第33話 名前


「ジアン……?」


 ジアンは厠に行くと言って席を外すと、廊下でこちらへ向かうチュンユとすれ違った。


「……あれ? どうして今日も男装しているの?」

「あ、いや……今日はその……事情があって……————って、なんで私だってわかったの?」

「わかるわよ。あのジソンくんが妓楼になんてくるわけないし……それに、数日前に会ったばかりじゃない」

「それは……そうね」


(王様の命令じゃない限り、ジソンがこんなに騒がしいところにくるわけがないわ……)


 順風耳を持つジソンにとって、妓楼なんてうるさすぎて耐えられない。

 今だってジアンの耳にも各部屋から酔っ払いの笑い声や遊女たちの奏でる楽器の音、歌があちらこちらから聞こえているのだから……


「それより、実は近いうちにジアンに会いに行こうと思っていたのよ」

「え? 私に?」

「ジアンがあのクソジジイを倒してくれたおかげでね、あれから来なくなったの。

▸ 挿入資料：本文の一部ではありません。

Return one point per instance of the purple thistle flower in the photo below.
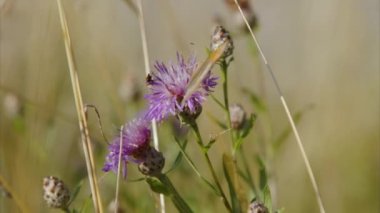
(168, 85)
(136, 138)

それまで毎日懲りずに通ってたんだけどね」


 チュンユはあの老人が相当嫌いなようで、言葉遣いが汚くなっているが、とても晴れやかな笑顔である。


「もう二度と近づかないようにって、誓約書も書かせたわ」


 チュンユは嬉しそうにその誓約書を袖口から出して見せた。


「え、持ち歩いてるの?」

「うん。もしまた来た時の保険よ。念のためね」


 その誓約書には、約束を破って鳥安楼にまた来た場合、全財産と持ち家と土地を全て売り払うとまで書かれている。

 一番下に書かれた名前はペク賭博ドバク

 まさにあの老人にふさわしい名前だった。


「すごい名前……でも、家も土地も持ってるってことは、どこかの貴族だったの? 名前も苗字もペクだし……白家といえば、亡くなった大王王妃様と同じじゃない?」

「そういえばそうね……私も詳しくは知らないけど、白家と言っても色々あるでしょう? 確か、大王王妃様の叔父さんだったかしら? 先々代の王様の時に起きた謀反に関わっていたとかで、国外追放になったって有名な話もあるし……」

「ああ、そういえばそんな話があったわね」


 それはまだ先々代の王————つまり、現在の王の祖父がこの国を治めていた時代。

 その王妃であった後の大王王妃ペク陽女ヤンニョとの間に、まだ嫡男が生まれていなかった頃。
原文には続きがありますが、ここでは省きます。